They won’t break my spirit/I won’t let them win
I’ll just keep on living/ The way I want to live
Kesha starts her new album Rainbow with “Bastards,” a pared down guitar-and-vocals proclamation of staying strong in the face of bastards, assholes, and mean girls. Her next song, “Let ‘Em Talk,” brings the same idea into a classic pop rock mix with squealing guitars, bright drums, and scrappier lyrics like
Shake that ass, don’t care if they talk about it
Fuck all that, haters, just forget about ’em
It’s impossible to listen to Rainbow without hearing a woman wresting back control of her body and her image. Kesha has been fighting a public battle since 2014 to be released from an exclusive contract with producer Dr. Luke, whom she claims drugged and raped her in 2005 and has been physically and emotionally abusive over the course of their professional relationship. Since bringing her first lawsuit against Dr. Luke in 2014, Kesha claims that Dr. Luke and parent company Sony have refused to produce, publish, or promote her music. Dr. Luke has countersued Kesha and her mother for defamation and asserts that they’re just in it for that sweet rape money.

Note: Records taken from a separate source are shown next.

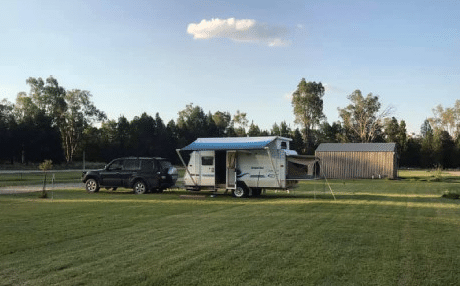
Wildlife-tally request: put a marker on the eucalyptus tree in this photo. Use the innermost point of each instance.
(363, 118)
(307, 102)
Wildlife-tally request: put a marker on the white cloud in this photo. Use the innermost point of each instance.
(244, 30)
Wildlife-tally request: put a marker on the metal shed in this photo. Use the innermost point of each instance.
(358, 160)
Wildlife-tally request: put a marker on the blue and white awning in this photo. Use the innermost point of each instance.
(231, 143)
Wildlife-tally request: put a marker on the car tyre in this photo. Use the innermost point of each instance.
(92, 186)
(139, 187)
(240, 192)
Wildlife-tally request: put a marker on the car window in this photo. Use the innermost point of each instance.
(207, 161)
(131, 165)
(165, 165)
(115, 165)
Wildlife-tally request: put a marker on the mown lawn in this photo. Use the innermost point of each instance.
(376, 232)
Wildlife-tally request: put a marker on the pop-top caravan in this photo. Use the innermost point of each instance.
(245, 165)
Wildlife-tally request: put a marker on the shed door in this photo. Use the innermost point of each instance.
(207, 173)
(231, 170)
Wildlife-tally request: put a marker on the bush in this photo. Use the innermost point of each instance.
(450, 195)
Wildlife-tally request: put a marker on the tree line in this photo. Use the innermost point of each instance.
(51, 122)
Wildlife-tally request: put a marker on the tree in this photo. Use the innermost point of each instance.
(254, 130)
(308, 108)
(426, 146)
(297, 143)
(78, 115)
(191, 124)
(242, 122)
(447, 119)
(70, 111)
(329, 133)
(363, 118)
(223, 122)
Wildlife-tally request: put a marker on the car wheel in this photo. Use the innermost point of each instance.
(256, 192)
(92, 186)
(139, 187)
(240, 191)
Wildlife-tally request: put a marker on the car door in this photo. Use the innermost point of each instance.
(151, 172)
(111, 175)
(130, 169)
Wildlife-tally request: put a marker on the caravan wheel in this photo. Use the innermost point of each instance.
(240, 191)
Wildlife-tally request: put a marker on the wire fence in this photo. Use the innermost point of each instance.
(35, 180)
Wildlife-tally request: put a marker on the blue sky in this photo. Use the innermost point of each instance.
(157, 56)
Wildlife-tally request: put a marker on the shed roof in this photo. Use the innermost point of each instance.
(356, 147)
(231, 143)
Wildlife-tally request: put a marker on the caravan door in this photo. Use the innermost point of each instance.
(231, 170)
(207, 170)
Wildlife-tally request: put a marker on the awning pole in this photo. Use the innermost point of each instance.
(185, 165)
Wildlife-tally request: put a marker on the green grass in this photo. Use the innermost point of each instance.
(377, 232)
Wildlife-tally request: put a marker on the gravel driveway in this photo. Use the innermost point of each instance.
(39, 188)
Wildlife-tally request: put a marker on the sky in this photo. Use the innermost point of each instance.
(158, 56)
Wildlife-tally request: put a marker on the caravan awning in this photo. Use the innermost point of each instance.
(230, 143)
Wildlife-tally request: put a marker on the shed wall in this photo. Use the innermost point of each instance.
(350, 165)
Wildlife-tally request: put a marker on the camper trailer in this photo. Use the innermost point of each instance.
(245, 165)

I’m not a legal expert and I’m not a detective. It’s tough to follow the extremely complicated series of lawsuits and countersuits that have rocketed back and forth between Kesha, her mother Pebe Sebert, Dr. Luke (real name Lukasz Gottwald), and Sony records. But as a woman and a longtime resident of the planet Earth, all of my observations have demonstrated that being a public survivor of sexual assault is a traumatic, and potentially life-ruining position to take up. If Kesha has invented abuse in order to snag a better recording contract, then she was willing to risk everything–her livelihood, her reputation, years of recording time–on her ability to pull the wool over everyone’s eyes. And it hasn’t even worked; she no longer works with Dr. Luke since he left his Sony imprint, but she’s still bound to the record company that put her in harm’s way, and Dr. Luke still stands to gain from Rainbow‘s success.

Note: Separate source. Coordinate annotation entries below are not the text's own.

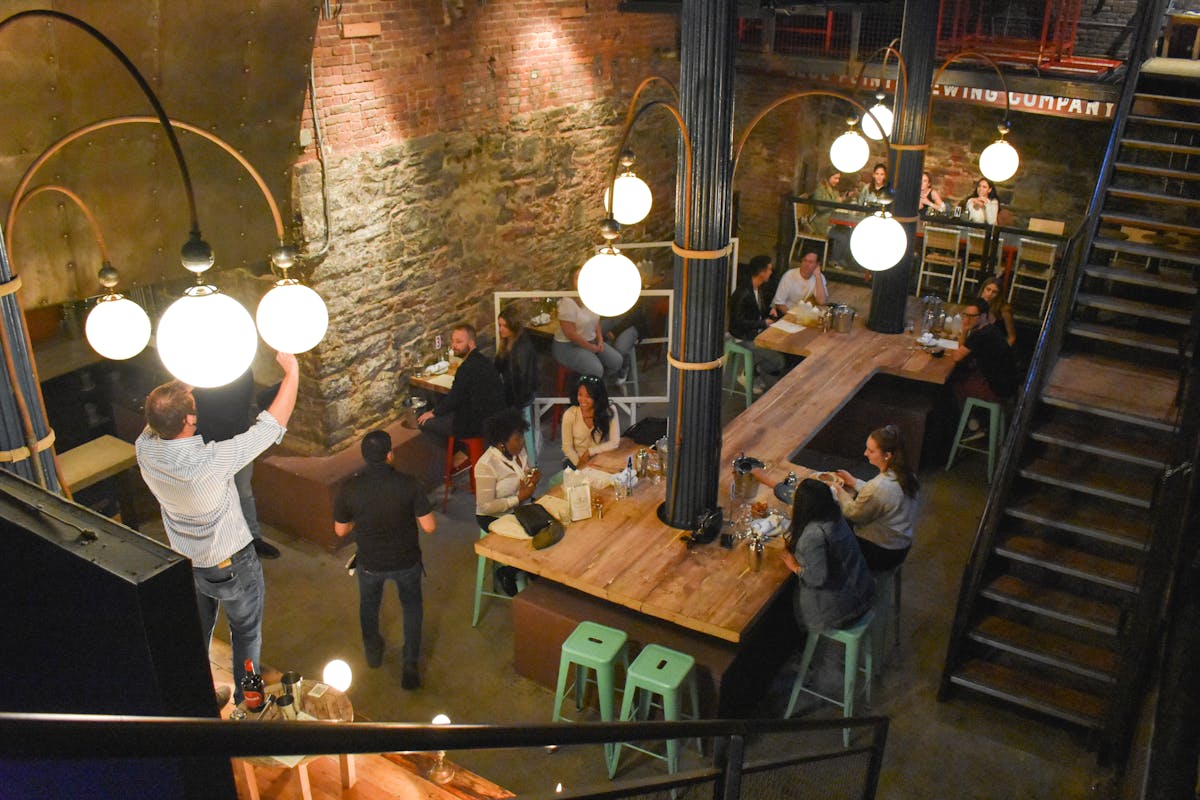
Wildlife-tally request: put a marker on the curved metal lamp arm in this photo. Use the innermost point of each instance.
(151, 120)
(83, 206)
(145, 89)
(979, 56)
(787, 98)
(631, 120)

And Rainbow is a triumph. It’s a genre-smashing delight, demonstrating a rare combination of talent and intense joy for songwriting in any form–glossy dance hit, badass country rock, or soulful ballad.

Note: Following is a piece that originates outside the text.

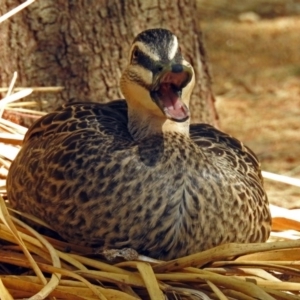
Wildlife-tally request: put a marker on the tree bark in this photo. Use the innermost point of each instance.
(83, 46)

The album’s third track is the brassy country-rock anthem “Woman,” which is an equally perfect pregame hype song as post-breakup anthem.
Another highlight is “Prayer,” the first single released from Rainbow, and Kesha’s first new music release after nearly four years of silence. Between Kesha’s description of the song in Lena Dunham’s Lenny Letter newsletter and its lyrics, “Prayer” speaks to a struggle with feelings of powerlessness and depression, and strikes a balance between reckoning with her abuser and moving forward without him.
Well, you almost had me fooled
Told me that I was nothing without you
Oh, but after everything you’ve done
I can thank you for how strong I have become
The music video includes a spoken intro that’s strongly reminiscent of Beyoncé’s Lemonade, and moves through soulful, intimate moments into a triumphant climax where she washes her hands of Dr. Luke:
I’ll bring thunder, I’ll bring rain,
When I’m finished, they won’t even know your name
Kesha moves past her trauma with power and compassion, telling her abuser that she hopes he is “somewhere praying,” that “someday you’ll see the light.” She keeps Rainbow’s focus squarely on her own recovery, her desire to turn her own story into a space to uplift others who feel forgotten or downtrodden; her fourth track calls itself a “hymn for the hymnless,” and the album’s title track “Rainbow” attempts to guide others through their own dark times:
Darling, our scars make us who we are,
So when the winds are howling strong
And you think you can’t go on, hold tight, sweetheart
But Rainbow also leaves room for playfulness and joy. With sexy Britney Spears-inspired “Boots,” goofy folk-pop “Godzilla,” and exuberant dance hit “Boogie Feet,” Kesha brings an unapologetic sense of fun into the album.
With 2017’s white lady pop stars struggling to reinvent themselves (or un-reinvent themselves), it seems like the demand is not only for these women to be gracefully super famous, but to be self-referential in their fame, to occupy the public eye in a space of careful image curation and complete authenticity. Too Fat, Too Slutty, Too Loud author Anne Helen Petersen speaks to the demands of female pop stardom in her chapter on Madonna, writing, “Pop and postmodernism both revel in surfaces, transformation and pastiche…Madonna has to continue reinventing and revitalizing herself, in part because pop music, and its fetishization of the new, demands it.” We’ve seen similar transformations from Taylor Swift, Miley Cyrus, and even Justin Bieber in the past couple of years. But instead of chasing the “new Kesha” through endless images and reflections of herself, Kesha pulls listeners back into older influences, mining childhood home videos in the music video for “Learn to Let Go,” collaborating with country queen Dolly Parton on a cover of “Old Flame,” and digging into what’s raw, intimate, and real.
In a moment of intense cynicism, an album this honest and generous feels like a gift.